Popieram, zdecydowanie!
noto niech bd GP Europy na Paul Ricard :D
@marwoj666
i mateczki Rasijjjjji
znając pana B. można wysunąć wniosek, że gp Europy da się zrobić poza Europą.
Zamiast drugiej Hiszpanii będzie być może Francja .
Wątpię, że wyrzucą Walencję, należy pamiętać o kwestiach finansowych (czytaj. zysk FOM)
SkC, 28.06.2011 23:02 | | |
Może dzięki Vettelowi będziemy mieli znowu dwa GP w Niemczech.
Widocznie Walencja ma kasy niczym szejkowie (wg europejskiego cennika, gdzie oplata jest mniejsza niz dla torow z Bliskiego i Dalekiego Wschodu) i w miare wychodza przy tej organizacji na 0 lub na plus (nie chodzi tylko o sama sprzedaz biletow, ale cala otoczke, zarobek hotelarzy etc.), w przeciwienstwie do Melbourne.
dobre wiadomosci.... A na GP USA juz sie szykuje - wiec reszta mnei nie interesuje :)

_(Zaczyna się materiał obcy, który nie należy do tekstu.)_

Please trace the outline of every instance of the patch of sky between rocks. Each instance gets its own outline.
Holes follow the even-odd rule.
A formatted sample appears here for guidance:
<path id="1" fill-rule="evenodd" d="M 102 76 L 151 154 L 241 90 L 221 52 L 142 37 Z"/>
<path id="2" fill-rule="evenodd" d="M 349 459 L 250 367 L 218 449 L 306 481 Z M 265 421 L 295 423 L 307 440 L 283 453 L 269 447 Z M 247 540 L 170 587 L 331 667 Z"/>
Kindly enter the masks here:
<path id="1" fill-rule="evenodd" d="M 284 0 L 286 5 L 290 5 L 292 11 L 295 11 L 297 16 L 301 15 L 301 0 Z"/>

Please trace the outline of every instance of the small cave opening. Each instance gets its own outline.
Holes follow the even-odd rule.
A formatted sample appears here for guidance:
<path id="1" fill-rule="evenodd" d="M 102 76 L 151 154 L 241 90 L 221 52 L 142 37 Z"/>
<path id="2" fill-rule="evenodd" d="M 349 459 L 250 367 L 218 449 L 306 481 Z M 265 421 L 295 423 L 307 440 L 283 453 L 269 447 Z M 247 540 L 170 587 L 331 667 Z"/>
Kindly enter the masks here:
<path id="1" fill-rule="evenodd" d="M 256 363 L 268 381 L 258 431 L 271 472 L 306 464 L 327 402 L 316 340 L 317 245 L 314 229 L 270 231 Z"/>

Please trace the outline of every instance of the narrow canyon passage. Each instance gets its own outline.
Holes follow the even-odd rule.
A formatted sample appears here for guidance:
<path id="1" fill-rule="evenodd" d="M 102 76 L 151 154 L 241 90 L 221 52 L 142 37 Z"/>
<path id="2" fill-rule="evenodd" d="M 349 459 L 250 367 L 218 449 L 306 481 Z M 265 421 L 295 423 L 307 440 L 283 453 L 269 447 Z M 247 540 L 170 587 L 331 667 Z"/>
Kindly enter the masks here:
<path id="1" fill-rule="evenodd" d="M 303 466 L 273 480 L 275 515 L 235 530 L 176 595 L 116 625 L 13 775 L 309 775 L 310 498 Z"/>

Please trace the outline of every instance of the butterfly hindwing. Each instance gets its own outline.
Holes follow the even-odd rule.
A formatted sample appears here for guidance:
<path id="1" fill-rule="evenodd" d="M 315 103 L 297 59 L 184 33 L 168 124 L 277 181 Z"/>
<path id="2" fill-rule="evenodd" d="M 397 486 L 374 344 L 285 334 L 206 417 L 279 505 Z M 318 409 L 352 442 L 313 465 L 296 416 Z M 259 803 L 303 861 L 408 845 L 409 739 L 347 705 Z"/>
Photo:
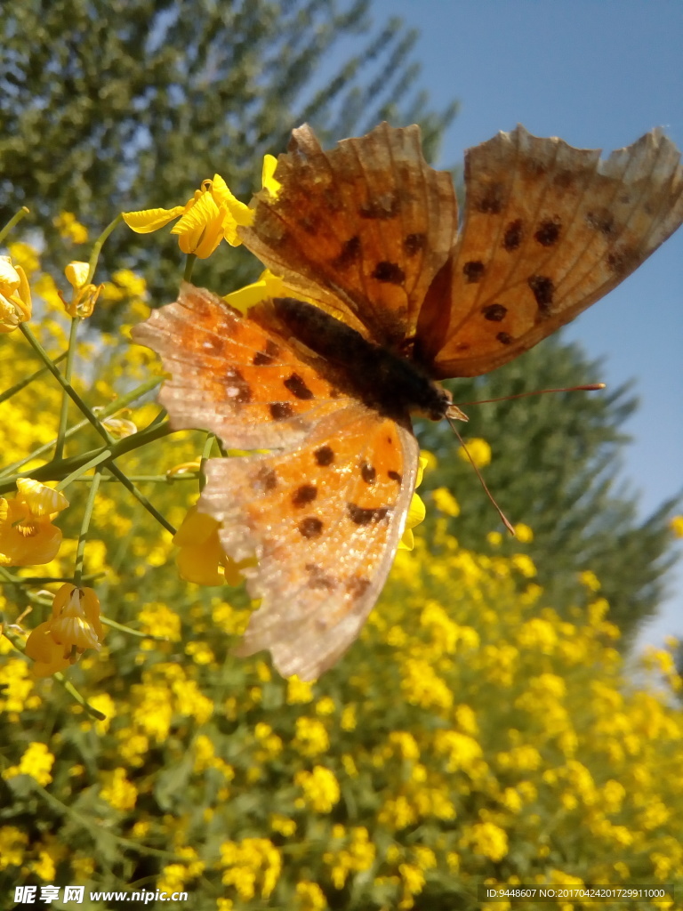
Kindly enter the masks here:
<path id="1" fill-rule="evenodd" d="M 262 191 L 253 226 L 240 229 L 245 245 L 294 296 L 378 343 L 413 335 L 457 221 L 451 175 L 424 161 L 419 128 L 381 124 L 324 152 L 301 127 L 275 177 L 277 197 Z"/>
<path id="2" fill-rule="evenodd" d="M 450 292 L 438 302 L 450 307 L 445 343 L 439 333 L 426 344 L 439 377 L 517 357 L 611 291 L 683 220 L 679 154 L 659 130 L 603 161 L 599 150 L 520 126 L 468 151 L 465 193 Z"/>
<path id="3" fill-rule="evenodd" d="M 403 534 L 417 469 L 409 424 L 354 404 L 280 453 L 211 459 L 199 510 L 261 605 L 237 653 L 270 650 L 283 676 L 313 680 L 358 635 Z"/>

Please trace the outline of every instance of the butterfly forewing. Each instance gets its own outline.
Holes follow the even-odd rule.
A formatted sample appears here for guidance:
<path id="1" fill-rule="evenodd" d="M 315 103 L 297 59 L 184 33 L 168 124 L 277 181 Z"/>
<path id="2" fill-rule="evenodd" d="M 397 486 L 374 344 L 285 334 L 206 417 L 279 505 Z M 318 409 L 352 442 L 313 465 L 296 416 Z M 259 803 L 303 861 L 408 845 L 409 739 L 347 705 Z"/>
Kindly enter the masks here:
<path id="1" fill-rule="evenodd" d="M 161 355 L 171 378 L 159 401 L 176 429 L 213 431 L 229 447 L 291 445 L 347 402 L 272 327 L 217 295 L 183 284 L 175 303 L 134 327 L 135 342 Z M 322 372 L 321 372 L 322 371 Z"/>
<path id="2" fill-rule="evenodd" d="M 630 274 L 683 220 L 678 161 L 658 130 L 607 161 L 523 127 L 470 149 L 434 374 L 505 363 Z"/>
<path id="3" fill-rule="evenodd" d="M 258 198 L 244 243 L 294 292 L 366 337 L 414 334 L 427 289 L 445 261 L 457 207 L 451 175 L 424 161 L 418 127 L 382 124 L 323 152 L 295 129 L 280 157 L 277 198 Z"/>
<path id="4" fill-rule="evenodd" d="M 393 560 L 417 468 L 417 442 L 361 404 L 328 415 L 294 449 L 211 459 L 199 509 L 221 523 L 261 605 L 238 653 L 262 649 L 284 676 L 313 680 L 358 635 Z"/>

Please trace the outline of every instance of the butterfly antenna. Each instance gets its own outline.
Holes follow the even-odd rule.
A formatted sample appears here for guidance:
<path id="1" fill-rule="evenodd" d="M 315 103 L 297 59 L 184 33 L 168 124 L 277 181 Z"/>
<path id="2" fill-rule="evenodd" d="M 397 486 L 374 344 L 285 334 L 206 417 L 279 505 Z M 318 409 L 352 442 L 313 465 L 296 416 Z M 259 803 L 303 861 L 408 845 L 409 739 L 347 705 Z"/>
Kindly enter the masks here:
<path id="1" fill-rule="evenodd" d="M 515 534 L 515 528 L 512 527 L 512 524 L 510 523 L 509 519 L 507 518 L 507 517 L 505 516 L 505 514 L 503 512 L 503 510 L 501 509 L 501 507 L 498 506 L 498 504 L 495 502 L 495 500 L 494 499 L 493 494 L 491 493 L 491 491 L 486 486 L 486 482 L 484 480 L 484 477 L 482 476 L 481 471 L 479 471 L 479 469 L 477 468 L 477 466 L 474 465 L 474 460 L 472 457 L 472 456 L 470 455 L 469 449 L 464 445 L 464 440 L 460 435 L 460 432 L 459 432 L 458 428 L 455 426 L 455 425 L 454 423 L 454 419 L 451 418 L 451 417 L 448 417 L 448 415 L 446 415 L 446 420 L 451 425 L 451 429 L 453 430 L 454 434 L 455 434 L 455 435 L 457 436 L 457 438 L 458 438 L 458 440 L 460 442 L 461 446 L 463 447 L 463 449 L 464 449 L 465 455 L 467 456 L 467 458 L 470 460 L 472 467 L 474 469 L 474 473 L 476 474 L 476 476 L 479 478 L 479 483 L 484 487 L 484 492 L 486 494 L 486 496 L 488 496 L 488 498 L 493 503 L 495 511 L 498 513 L 498 515 L 500 516 L 500 517 L 501 517 L 501 519 L 502 519 L 503 524 L 505 525 L 505 527 L 507 528 L 507 530 L 510 532 L 510 534 L 513 536 L 513 537 L 515 537 L 516 536 Z"/>
<path id="2" fill-rule="evenodd" d="M 492 402 L 509 402 L 515 398 L 526 398 L 528 395 L 545 395 L 545 393 L 594 393 L 598 389 L 607 389 L 605 383 L 589 383 L 586 386 L 566 386 L 563 389 L 535 389 L 531 393 L 517 393 L 516 395 L 501 395 L 494 399 L 478 399 L 476 402 L 459 402 L 458 404 L 490 404 Z"/>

Zazdroszcze troche ludziom w europie ze maja tyle wspanialych rund do wybrania - ja mam tylko Montreal i Austin :( bo wycieczka do EU by mnei stanowczo za duzo kosztowala - ceny biletow sa niesamowite 3 osobowa rodzina za same bilety srednio 2 tys dolarow :(
Od kiedy oglądam F1 nikomu nie przeszkadzały tory na Węgrzech czy też w Hiszpanii pod Montmelo. Teraz jakoś wszyscy wyskoczyli jak Filip z konopii i chcą usunięcia połowy torów bo ponoć zasypiają. Trudno trza łyknąć zgrzewke E-ngine'a : )
Zostawić Barcelonę, może i nie ma wyprzedzania ale tor bardzo dobry kulde !!
Jak juz takie dywagacje lataja to ... dawac LAGUNA SECA! W koncu USA to kolonia Hiszpanii wiec nie powinno byc problemu z nadaniem nazwy GP Hiszpanii, z GP Europy moze byc maly problem ;p
Talladega za Barcelone!! O... Mair bedzie mial blisko.
rno2, 29.06.2011 09:03 | | |
Kwestia jest tego typu, że w Barcelonie testują przed sezonem i wszyscy znają tor doskonale i w wyścigu żadna niespodzianka nigdy sie nie pojawi.
Ostatnio czytam archiwalne numery F1 Racing z 2005 roku i tam w zapowiedzi GP Hiszpanii szczerze polecają kibicom w piątek w ogóle nie pojawiać się na torze, ponieważ zespoły znają tor jak własną kieszeń i w ramach oszczędzania silników może dojść do sytuacji, że w ogóle nie wyjadą na tor podczas treningów.
Natomiast w Walencji zawsze jest jakaś doza nieprzewidywalności, tak samo trudno się wyprzedza jak w Barcelonie, ale są znacznie bliżej bandy no i widoki ładniejsze :-)
Najlepszym torem w Hiszpanii (z ogólnodostępnych) jest Jerez. Te dwa obecne są okropne, Riccardo Torno chyba jeszcze gorsze.
To by wyjaśniło kwestię przyzwoicie długiego kalendarza na rok 2012 by Jean Todt.
Lubię Catalunyę, ale nie jako tor do GP F1. Mnie taka sytuacja jak najbardziej odpowiada, bo to jeden procesyjny tor mniej.
Ja osobiście wolałbym żeby GP Hiszpanii odbywało się na
Circuit de Catalunya ale jedynie z tego powodu , że mimo wszystko było tam sporo więcej wyprzedzania niż w Walencji.